Dans 60 secondes pour un quinquennat, il y a d’abord cette constatation édifiante d’un sondage de l’IFOP : 22% des Français décident de leur vote une fois dans l’isoloir, dans lequel ils y passent une seule minute ! Cette porte d’entrée dans la campagne a servi de déclencheur à Wilfrid Estève pour raconter, avec ses 21 étudiants de l’EMI-CFD, une histoire à rebours du scrutin. Imaginée début avril, elle était en ligne 15 jours plus tard pour le premier tour, et au vu de la qualité du travail, on ne peut qu’applaudir. Les étudiants, considérés comme de véritables professionnels (un crédo de Wilfrid Estève qui porte ses fruits), ont remonté le fil de la campagne sur un an, de la chambre 2806 aux derniers remous précédant le vote. Dernière branche du projet 21 voix pour 2012, qui comporte un livre, des entretiens et des POM (kézako ? réponse ici), 60 secondes… mêle harmonieusement dessins et vidéos, archives trouvées sur le net des temps forts de la campagne (le halal, le SMIC à 1700 euros…), leur retentissement médiatique et l’impact sur les intentions de vote. Ces prévisions sondagières des principaux candidats montrent, au bas de la timeline, comment les événements ont pu influencer ou non les courbes. Le tout n’est certes pas révolutionnaire, mais la réalisation graphique est très soignée avec le logiciel de HTML5, Djehouti. Quant au budget, il n’est simplement constitué que des 5.000 euros d’une collecte, là encore sur KissKissBankBank. Les partenariats média ont été l’une des pierres angulaires du projet, avec une présence sur OWNI, Youphil et Silicon Maniacs et des étudiants de l’EMI-CFD mués en hommes-orchestre d’un projet peu onéreux et de qualité. A voir si cette dynamique perdurera dans l’école avec le départ annoncé de Wilfrid Estève, dont nous re-prendrons des nouvelles très vite…

Autre dimension, autre initiative enfin, où le mot « webdoc » n’est pas revendiqué : Clichés de campagne, produit par l’équipe de Joël Ronez (Radio France), avec l’équipe de France Inter, et réalisé par Upian, propose un suivi en photos du match présidentiel. Objet infiniment « web-tactile » comme l’équipe d’Alexandre Brachet sait les concevoir, le site se déploie en scrollant de haut en bas. Le procédé, baptisé « timeline », évite pourtant, ne serait-ce qu’en plaçant le site sous le signe de la verticalité, le carcan visuel de la timeline horizontale.

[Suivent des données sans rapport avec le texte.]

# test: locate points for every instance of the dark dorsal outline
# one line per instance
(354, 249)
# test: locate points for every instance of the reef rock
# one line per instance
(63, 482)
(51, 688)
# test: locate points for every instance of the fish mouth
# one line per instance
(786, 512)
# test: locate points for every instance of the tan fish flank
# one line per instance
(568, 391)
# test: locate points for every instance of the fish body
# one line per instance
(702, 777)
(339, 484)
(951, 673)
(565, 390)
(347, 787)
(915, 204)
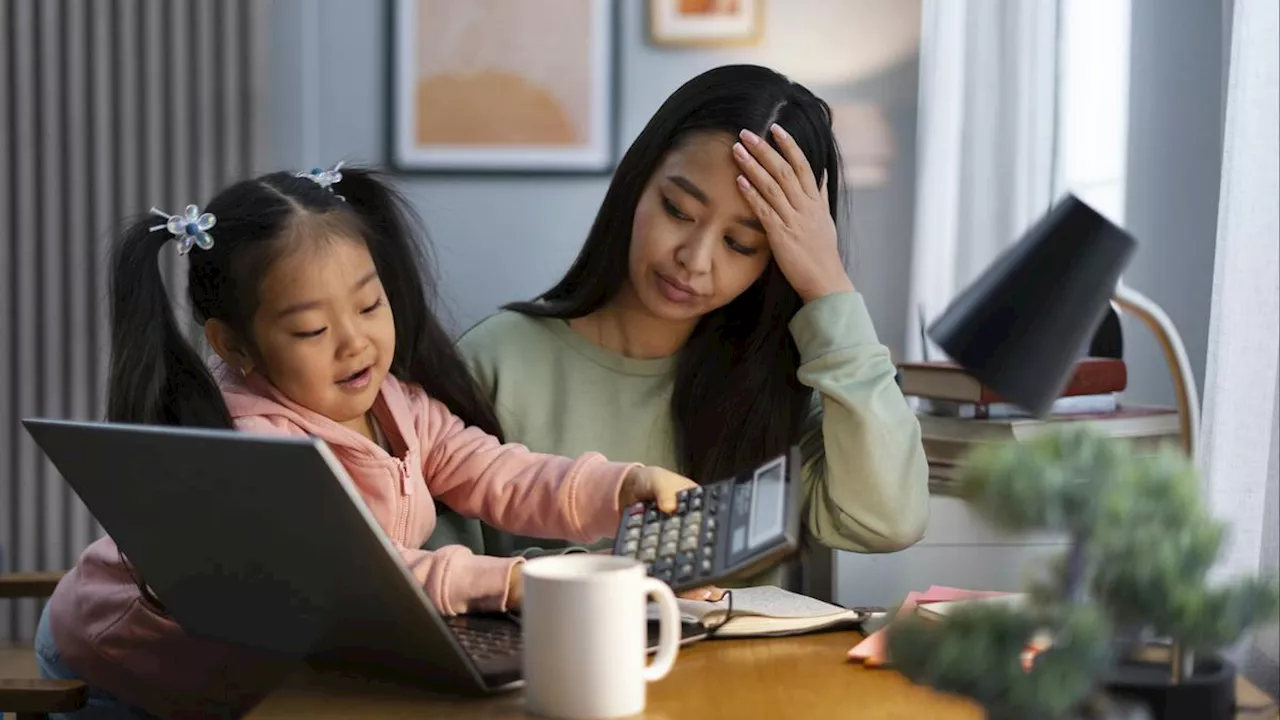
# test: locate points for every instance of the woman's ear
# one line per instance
(228, 346)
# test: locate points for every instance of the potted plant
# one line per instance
(1137, 529)
(1159, 546)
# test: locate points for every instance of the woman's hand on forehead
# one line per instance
(795, 212)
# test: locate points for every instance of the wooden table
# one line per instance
(803, 677)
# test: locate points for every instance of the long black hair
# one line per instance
(737, 400)
(156, 377)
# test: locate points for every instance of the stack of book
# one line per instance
(958, 413)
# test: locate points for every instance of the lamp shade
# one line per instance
(1022, 326)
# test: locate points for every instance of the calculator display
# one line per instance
(768, 511)
(718, 529)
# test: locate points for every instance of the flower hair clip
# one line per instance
(325, 178)
(191, 228)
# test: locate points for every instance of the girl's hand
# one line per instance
(653, 483)
(516, 586)
(794, 210)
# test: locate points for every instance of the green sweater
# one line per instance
(865, 475)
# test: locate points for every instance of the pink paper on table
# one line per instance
(872, 652)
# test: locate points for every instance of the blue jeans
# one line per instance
(101, 705)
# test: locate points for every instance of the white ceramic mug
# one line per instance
(586, 634)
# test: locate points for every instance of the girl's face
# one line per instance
(324, 332)
(695, 244)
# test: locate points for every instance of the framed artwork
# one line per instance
(705, 22)
(503, 86)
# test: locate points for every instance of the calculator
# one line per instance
(721, 529)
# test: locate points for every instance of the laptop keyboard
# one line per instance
(487, 638)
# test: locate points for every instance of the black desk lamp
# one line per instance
(1022, 326)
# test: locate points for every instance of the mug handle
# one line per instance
(668, 629)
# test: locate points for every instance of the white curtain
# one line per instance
(1239, 428)
(986, 141)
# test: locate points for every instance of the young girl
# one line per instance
(712, 304)
(312, 294)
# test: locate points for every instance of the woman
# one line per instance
(708, 323)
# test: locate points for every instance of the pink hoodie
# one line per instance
(114, 639)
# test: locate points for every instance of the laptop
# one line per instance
(265, 542)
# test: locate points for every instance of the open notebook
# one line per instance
(767, 610)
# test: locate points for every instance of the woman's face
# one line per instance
(695, 245)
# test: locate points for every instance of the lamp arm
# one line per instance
(1141, 306)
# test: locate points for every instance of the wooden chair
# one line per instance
(27, 697)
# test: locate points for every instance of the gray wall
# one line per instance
(1175, 155)
(508, 238)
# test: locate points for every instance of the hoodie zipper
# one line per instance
(405, 501)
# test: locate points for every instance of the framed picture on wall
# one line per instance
(705, 22)
(501, 86)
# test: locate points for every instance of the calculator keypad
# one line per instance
(677, 548)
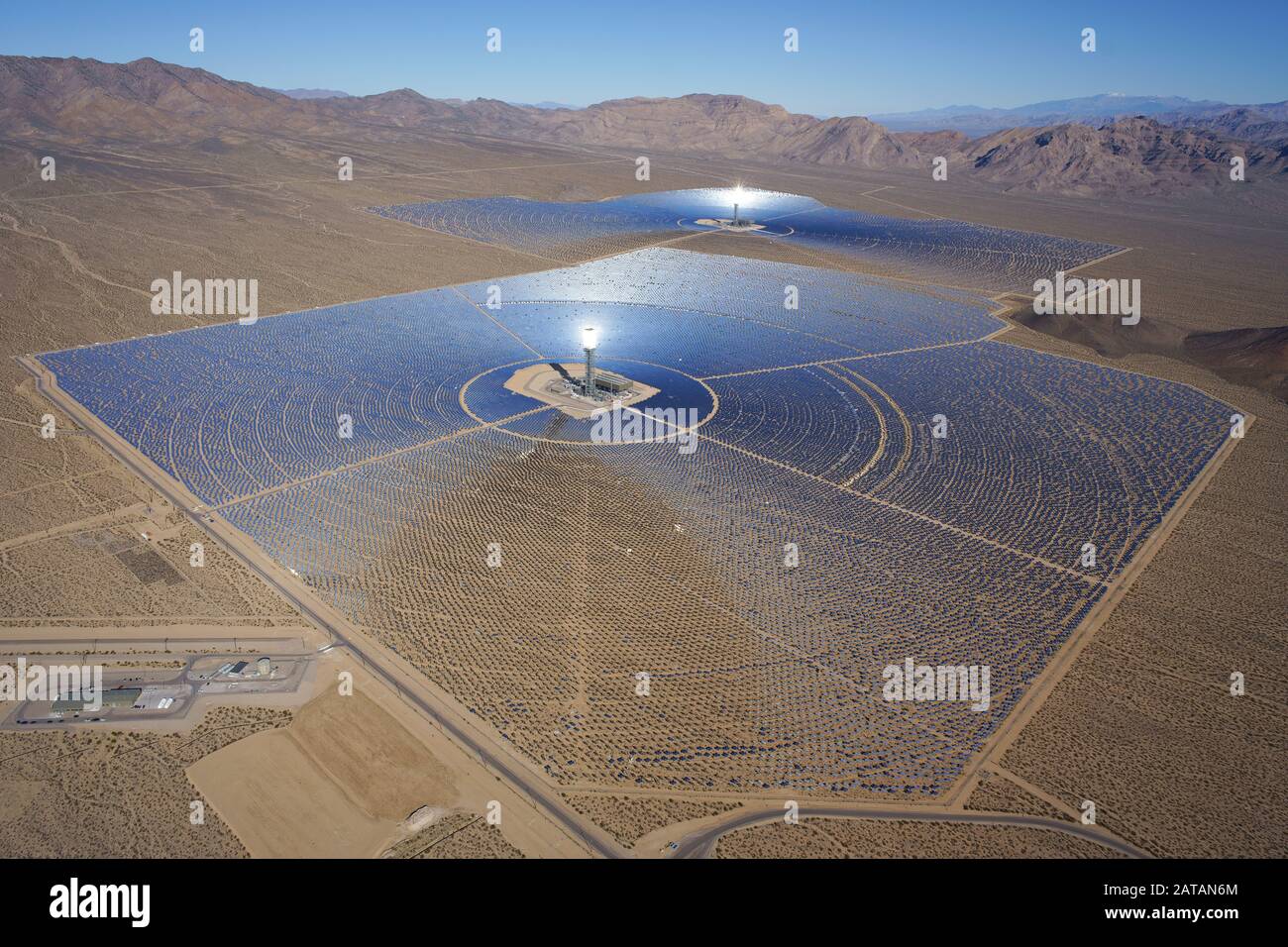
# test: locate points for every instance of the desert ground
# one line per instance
(1138, 720)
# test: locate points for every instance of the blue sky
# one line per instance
(855, 58)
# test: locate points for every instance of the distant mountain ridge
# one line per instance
(1133, 155)
(313, 93)
(1093, 110)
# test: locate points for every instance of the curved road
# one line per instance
(700, 843)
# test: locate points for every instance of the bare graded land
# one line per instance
(95, 793)
(78, 264)
(335, 784)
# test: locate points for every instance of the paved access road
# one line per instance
(702, 843)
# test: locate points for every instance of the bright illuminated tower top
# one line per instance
(589, 343)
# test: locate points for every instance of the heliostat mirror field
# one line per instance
(535, 573)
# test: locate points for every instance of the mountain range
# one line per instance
(1181, 145)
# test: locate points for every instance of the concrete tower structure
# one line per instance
(589, 343)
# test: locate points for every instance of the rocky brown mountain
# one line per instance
(160, 101)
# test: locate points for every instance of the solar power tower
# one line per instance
(590, 342)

Chaque photo, grand format, s’affiche dans la totalité de la page et se laisse découvrir comme si nous étions dans la salle d’une exposition photo. Un appel à contributions, via le hashtage #cdc2012 sur Twitter, a permis ensuite de recueillir d’autres photos ou éléments se rapportant à l’instant photographié. Sobriété et distance face à l’événement sont les deux maîtres-mot de l’exercice. Comme des grands reporters face à l’Histoire, les photographes Guillaume Binet, Lionel Charrier et Ulrich Lebeuf sélectionnent la photo qui se laisse regarder plusieurs fois, qui affiche plusieurs niveaux de lecture. Bien aidés en cela par le travail d’Upian (ne dit-on pas que le plus simple des dispositifs est parfois le plus beau ?), sans aucun son, les photos acquièrent une dimension de témoignage, du fait de leur nombre (restreint) et de l’écrin qui les met en valeur. On ne serait pas étonnés de les retrouver un jour sur un autre support que sur le web…

Nicolas Bole

Plus loin

INSITU : entretien multimedia avec Antoine Viviani

Webdocu Actu : Stigmatisés (M. Rigaux, J-B. Renaud)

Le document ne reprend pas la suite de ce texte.